Magazin "der rechte rand" Ausgabe 169 - November 2017

Die Wahlen zum österreichischen Nationalrat am 15. Oktober 2017 brachten den befürchteten weiteren Rechtsruck: Die vormals stimmenstärkste »Sozialdemokratische Partei Österreichs« (SPÖ) schaffte mit 26,9 Prozent diesmal nur den zweiten Platz hinter der auf neu getrimmten und dabei noch weiter nach rechts gerückten »Österreichischen Volkspartei« (ÖVP) unter Sebastian Kurz mit 31,5 Prozent.
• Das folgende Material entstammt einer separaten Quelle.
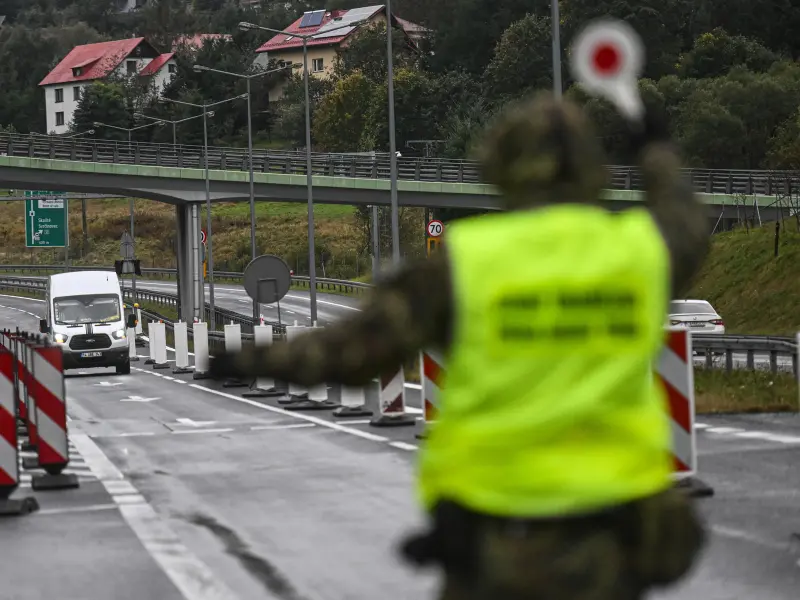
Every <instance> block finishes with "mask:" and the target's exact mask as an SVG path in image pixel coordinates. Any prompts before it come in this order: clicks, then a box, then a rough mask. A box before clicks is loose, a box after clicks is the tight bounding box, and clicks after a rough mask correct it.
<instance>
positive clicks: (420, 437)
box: [417, 350, 445, 439]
Dritte wurde die »Freiheitliche Partei Österreichs« (FPÖ), die ihren Stimmenanteil um 5,5 Prozent auf 26 Prozent steigern konnte. Gleichzeitig schieden die »Grünen« aus dem Nationalrat aus: Sie verloren 8,6 Prozent und scheiterten knapp an der Vierprozent-Hürde. Der »nationalen Einheitsfront« gegen Geflüchtete und einer vorgeblichen »Islamisierung« konnten sie keine Inhalte erfolgreich entgegensetzen.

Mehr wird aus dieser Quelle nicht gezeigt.